Energy prospectors in Ohio’s Utica shale will need to install pump jacks or other specialized well equipment to coax crude to the surface, increasing costs to harvest an estimated 5.5 billion barrels of oil.
In the western oil-soaked section of the Utica formation, underground pressure is insufficient to force crude to the surface in commercial quantities, said Jim Pritt, a member of the Utica drilling team for EnerVest Ltd., the largest oil and gas producer in the state.
Drillers haven’t encountered similar low-pressure problems on the eastern side of the state, where output is mostly natural gas and gas liquids such as propane, ethane and butane, he said.
“In the Utica’s oil window, you’re going to need to look at moving some tools in to help lift the oil out,” Pritt said during a gathering of energy industry executives in Columbus on Tuesday.
Pump jacks, known as “nodding donkeys,” are an 87-year-old technology normally used to prolong the life of oil fields nearing depletion. Pump jacks and other artificial-lift techniques such as gas injection are used to increase pressure at the base of oil wells so crude will flow into the hole at a faster rate, increasing production.
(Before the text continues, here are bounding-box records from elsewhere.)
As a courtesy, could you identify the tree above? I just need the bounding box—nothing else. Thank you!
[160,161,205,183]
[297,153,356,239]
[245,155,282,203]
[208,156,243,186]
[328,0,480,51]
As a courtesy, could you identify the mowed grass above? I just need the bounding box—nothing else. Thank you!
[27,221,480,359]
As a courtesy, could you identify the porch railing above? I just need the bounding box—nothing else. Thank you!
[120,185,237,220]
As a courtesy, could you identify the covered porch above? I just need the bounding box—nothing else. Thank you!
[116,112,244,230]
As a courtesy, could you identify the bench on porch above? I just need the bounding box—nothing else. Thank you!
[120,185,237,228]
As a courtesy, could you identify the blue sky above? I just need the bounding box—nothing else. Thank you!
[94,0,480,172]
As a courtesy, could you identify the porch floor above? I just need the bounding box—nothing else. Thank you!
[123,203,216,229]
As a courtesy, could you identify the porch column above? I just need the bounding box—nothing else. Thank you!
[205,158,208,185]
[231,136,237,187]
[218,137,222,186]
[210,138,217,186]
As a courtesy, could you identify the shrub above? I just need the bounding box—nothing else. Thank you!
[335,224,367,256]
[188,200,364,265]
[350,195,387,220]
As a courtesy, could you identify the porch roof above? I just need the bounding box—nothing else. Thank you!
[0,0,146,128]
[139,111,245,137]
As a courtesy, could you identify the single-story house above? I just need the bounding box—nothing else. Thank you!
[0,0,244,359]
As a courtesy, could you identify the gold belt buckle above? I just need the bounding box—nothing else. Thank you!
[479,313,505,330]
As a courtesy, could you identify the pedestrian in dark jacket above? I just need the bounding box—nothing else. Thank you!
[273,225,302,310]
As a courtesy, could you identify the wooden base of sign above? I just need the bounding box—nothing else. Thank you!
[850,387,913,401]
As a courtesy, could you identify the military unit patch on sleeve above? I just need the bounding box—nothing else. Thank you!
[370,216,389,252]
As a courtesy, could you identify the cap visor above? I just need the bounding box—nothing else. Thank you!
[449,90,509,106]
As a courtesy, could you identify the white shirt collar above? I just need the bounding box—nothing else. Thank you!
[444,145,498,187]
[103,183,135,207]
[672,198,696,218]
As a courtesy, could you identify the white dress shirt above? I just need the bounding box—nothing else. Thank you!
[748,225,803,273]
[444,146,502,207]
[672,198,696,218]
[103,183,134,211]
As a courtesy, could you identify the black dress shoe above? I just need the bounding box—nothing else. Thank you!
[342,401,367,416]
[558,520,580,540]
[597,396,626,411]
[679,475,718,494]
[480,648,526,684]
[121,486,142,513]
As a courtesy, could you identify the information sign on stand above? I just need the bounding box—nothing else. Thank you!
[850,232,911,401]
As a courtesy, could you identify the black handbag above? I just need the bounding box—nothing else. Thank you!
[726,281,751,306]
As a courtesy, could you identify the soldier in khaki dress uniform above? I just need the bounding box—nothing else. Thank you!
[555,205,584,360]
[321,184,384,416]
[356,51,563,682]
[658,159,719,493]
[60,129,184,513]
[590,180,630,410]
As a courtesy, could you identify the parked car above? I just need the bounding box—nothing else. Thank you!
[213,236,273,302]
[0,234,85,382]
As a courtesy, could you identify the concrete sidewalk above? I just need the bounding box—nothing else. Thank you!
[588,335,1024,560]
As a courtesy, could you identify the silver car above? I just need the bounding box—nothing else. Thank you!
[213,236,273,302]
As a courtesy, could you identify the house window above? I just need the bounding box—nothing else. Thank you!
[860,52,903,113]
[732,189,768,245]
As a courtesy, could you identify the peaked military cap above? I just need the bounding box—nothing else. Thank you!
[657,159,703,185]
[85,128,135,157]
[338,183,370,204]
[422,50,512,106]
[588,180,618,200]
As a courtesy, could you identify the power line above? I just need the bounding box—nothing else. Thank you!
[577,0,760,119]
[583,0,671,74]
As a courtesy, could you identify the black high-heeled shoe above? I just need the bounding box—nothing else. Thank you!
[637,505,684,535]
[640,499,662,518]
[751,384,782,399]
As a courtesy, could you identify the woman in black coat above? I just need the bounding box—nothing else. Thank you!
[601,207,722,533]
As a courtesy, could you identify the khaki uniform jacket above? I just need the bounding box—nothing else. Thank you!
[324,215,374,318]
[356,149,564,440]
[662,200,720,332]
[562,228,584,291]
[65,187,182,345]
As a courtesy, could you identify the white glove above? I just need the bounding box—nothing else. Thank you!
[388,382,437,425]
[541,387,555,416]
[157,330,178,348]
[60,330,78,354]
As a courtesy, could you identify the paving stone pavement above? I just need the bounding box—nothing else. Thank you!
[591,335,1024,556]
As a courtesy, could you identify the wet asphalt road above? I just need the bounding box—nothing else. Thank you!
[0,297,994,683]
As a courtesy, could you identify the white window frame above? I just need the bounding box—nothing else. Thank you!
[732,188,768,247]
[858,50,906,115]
New wells in the Bakken shale of North Dakota and Montana generate enough pressure to flow on their own for as long as two years before pump jacks or other so-called artificial-lift equipment is needed, said Jeffrey B. Hume, executive vice chairman of Continental Resources Inc., the dominant Bakken operator.
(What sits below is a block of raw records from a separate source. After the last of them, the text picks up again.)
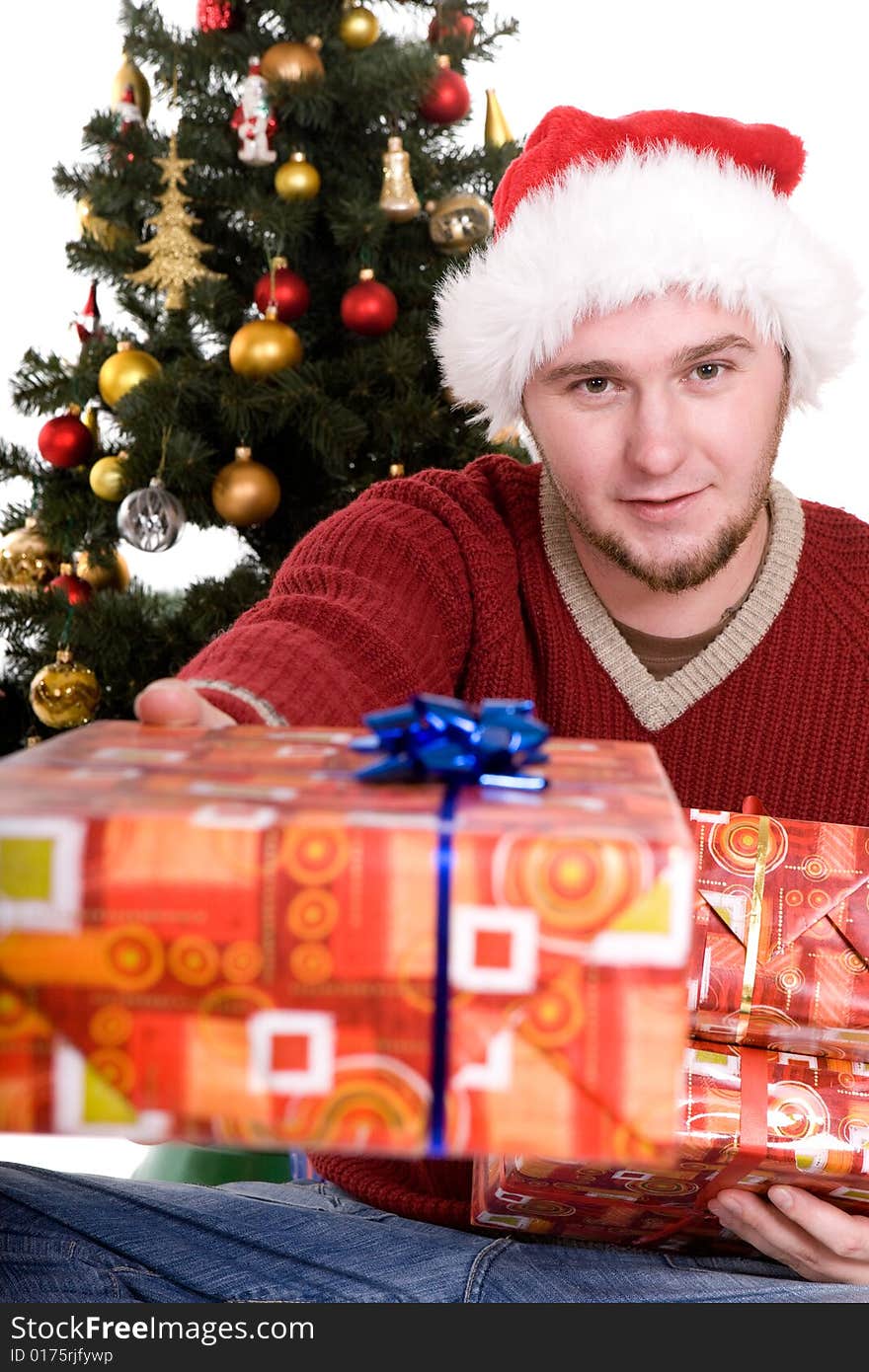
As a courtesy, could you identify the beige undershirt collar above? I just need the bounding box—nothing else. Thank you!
[539,469,805,731]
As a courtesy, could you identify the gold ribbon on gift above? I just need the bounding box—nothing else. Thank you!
[634,1042,788,1249]
[735,815,769,1044]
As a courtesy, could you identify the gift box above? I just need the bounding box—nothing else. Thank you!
[0,699,696,1161]
[471,1041,869,1256]
[689,809,869,1059]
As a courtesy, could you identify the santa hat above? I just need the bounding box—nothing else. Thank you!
[432,106,859,437]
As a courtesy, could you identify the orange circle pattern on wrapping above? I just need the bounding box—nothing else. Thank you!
[841,948,869,974]
[289,943,335,986]
[219,939,263,982]
[506,838,647,935]
[708,815,788,877]
[277,824,351,886]
[88,1004,133,1048]
[166,935,219,986]
[197,985,275,1056]
[625,1178,700,1200]
[775,967,806,996]
[88,1048,136,1095]
[769,1081,830,1143]
[287,886,341,939]
[103,925,165,991]
[0,989,25,1030]
[506,1196,577,1218]
[280,1073,429,1151]
[514,973,585,1048]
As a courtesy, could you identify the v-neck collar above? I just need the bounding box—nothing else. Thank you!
[539,468,805,731]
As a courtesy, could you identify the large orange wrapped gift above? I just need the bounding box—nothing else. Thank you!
[472,1041,869,1254]
[0,697,696,1161]
[689,809,869,1059]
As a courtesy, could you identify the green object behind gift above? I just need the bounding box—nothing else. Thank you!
[133,1143,303,1186]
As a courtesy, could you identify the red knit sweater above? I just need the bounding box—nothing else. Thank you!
[180,454,869,1228]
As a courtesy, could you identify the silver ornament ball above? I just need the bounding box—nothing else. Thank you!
[118,476,187,553]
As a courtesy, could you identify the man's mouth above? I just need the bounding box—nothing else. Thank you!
[622,490,703,518]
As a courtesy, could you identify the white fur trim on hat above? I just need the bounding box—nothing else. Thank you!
[432,143,859,437]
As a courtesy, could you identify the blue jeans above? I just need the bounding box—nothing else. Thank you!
[0,1162,869,1305]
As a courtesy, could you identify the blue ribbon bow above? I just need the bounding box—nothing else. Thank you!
[353,696,549,791]
[353,696,549,1157]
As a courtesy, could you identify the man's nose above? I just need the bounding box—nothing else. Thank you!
[626,394,686,476]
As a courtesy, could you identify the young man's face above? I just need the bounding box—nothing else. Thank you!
[523,291,787,592]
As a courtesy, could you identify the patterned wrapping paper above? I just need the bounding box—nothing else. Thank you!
[472,1041,869,1254]
[0,722,696,1161]
[689,809,869,1058]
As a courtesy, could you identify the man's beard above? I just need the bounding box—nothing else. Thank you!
[525,383,788,594]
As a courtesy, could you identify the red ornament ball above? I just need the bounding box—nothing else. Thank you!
[254,267,310,324]
[341,267,398,335]
[48,572,94,605]
[429,11,476,46]
[36,411,94,467]
[197,0,242,33]
[420,67,471,123]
Chesapeake Energy, holder of the most drilling permits in the Eagle Ford shale in Texas, isn’t using pump jacks or similar tools on a widespread basis on oil wells in that part of Texas, said Jim Gipson, a spokesman for the Oklahoma City-based company.
Smaller explorers such as Forest Oil Corp. and Goodrich Petroleum Corp. have been using artificial lift techniques since last year to elevate production rates from some wells in the formation.
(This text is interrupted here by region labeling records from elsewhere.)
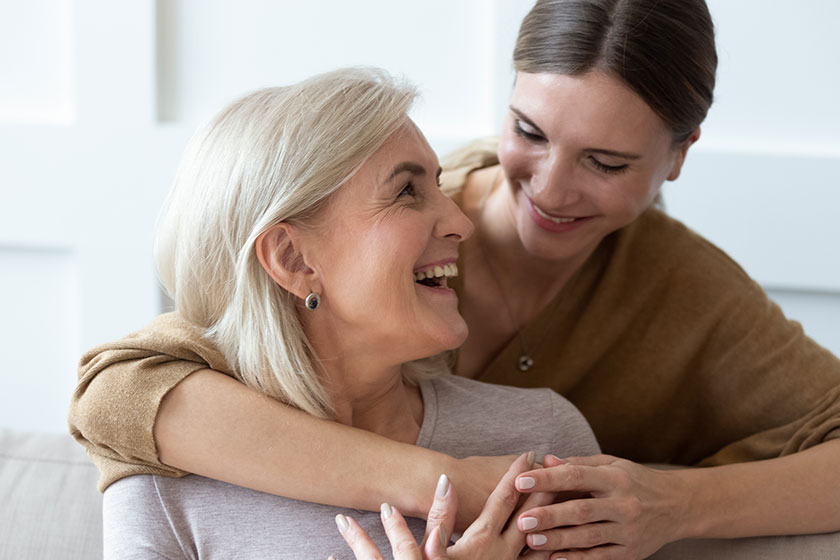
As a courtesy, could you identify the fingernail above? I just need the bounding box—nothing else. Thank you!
[531,533,548,546]
[520,517,537,531]
[335,513,350,535]
[435,474,449,498]
[516,476,537,490]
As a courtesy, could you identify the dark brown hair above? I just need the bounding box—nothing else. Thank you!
[513,0,717,142]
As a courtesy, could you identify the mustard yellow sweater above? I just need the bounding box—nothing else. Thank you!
[70,144,840,490]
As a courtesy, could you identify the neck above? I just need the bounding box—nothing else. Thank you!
[316,346,423,444]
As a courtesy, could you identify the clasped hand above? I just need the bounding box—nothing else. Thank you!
[338,455,685,560]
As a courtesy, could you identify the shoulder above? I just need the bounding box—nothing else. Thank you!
[610,209,765,303]
[79,313,231,375]
[430,375,598,456]
[440,136,499,198]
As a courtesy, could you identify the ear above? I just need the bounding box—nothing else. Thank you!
[256,222,320,299]
[668,126,700,181]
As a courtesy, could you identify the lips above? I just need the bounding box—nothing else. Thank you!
[524,196,592,233]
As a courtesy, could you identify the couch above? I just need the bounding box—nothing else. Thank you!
[0,428,840,560]
[0,428,102,560]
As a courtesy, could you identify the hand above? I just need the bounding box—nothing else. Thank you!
[516,455,688,560]
[446,455,517,531]
[336,454,554,560]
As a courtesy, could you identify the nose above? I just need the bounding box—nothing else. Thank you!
[435,191,475,243]
[529,150,582,210]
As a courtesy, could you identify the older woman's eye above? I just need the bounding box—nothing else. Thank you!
[513,119,545,142]
[589,157,627,174]
[397,183,417,198]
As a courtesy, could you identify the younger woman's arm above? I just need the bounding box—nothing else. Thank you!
[161,369,512,527]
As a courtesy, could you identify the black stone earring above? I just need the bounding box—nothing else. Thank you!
[304,292,321,311]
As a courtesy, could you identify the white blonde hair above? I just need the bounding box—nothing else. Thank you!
[155,68,416,418]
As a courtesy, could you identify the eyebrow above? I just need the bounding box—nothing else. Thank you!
[383,161,443,183]
[510,105,642,160]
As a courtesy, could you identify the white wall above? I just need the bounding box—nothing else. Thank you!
[0,0,840,431]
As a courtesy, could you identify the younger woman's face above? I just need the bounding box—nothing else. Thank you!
[499,71,699,261]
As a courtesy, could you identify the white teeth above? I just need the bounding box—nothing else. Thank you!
[414,263,458,282]
[534,204,577,224]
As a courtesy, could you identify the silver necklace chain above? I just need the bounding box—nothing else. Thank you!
[477,167,560,372]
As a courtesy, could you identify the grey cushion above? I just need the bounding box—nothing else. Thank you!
[0,428,102,560]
In August, Oklahoma-based Devon Energy Corp. reported that it was disappointed in its initial Utica wells in Ohio’s Medina and Ashland counties.
The results from the wells in Medina County’s Harrisville Township and Ashland County’s Clear Creek Township “were not encouraging,” said spokesman David Hager.
The firm is continuing to drill a well in Knox County’s Morgan Township and has filed a permit to drill in Wayne County’s East Union Township.
Devon has been drilling farther to the west than most wells being drilled in Ohio’s Utica shale. It had staked out leases farther west than other drilling companies and was focusing on oil, not natural gas or natural gas liquids.
Devon Energy said it intends to continue drilling in Ohio’s Utica shale but is looking to move eastward.
Most of the Utica drilling has been through wells in Carroll, Harrison, Columbiana, Jefferson, Mahoning, Stark, Portage and Belmont counties. That area has been especially attractive because the prices paid for natural gas have dropped and drillers are finding such gas liquids as ethane, butane and propane.
Ohio’s Utica shale holds recoverable reserves equal to 5.5 billion barrels of oil and 15.7 trillion cubic feet of gas, according to a 2011 estimate from the Ohio Department of Natural Resources. At current prices, the oil would have a value of $484 billion.
Collapsing prices for gas and liquids have accelerated the shift to the western side of the formation where there’s more higher-profit crude, the experts said.
Anadarko Petroleum Corp. has had the biggest successes so far in the oil-prone section of the Utica, Byrne said. During the first quarter, the Texas-based company’s Brookfield well in Noble County had initial 24-hour production equivalent to 731 barrels of crude, 82 percent of which was comprised of crude and an oil-like substance called condensate, he said.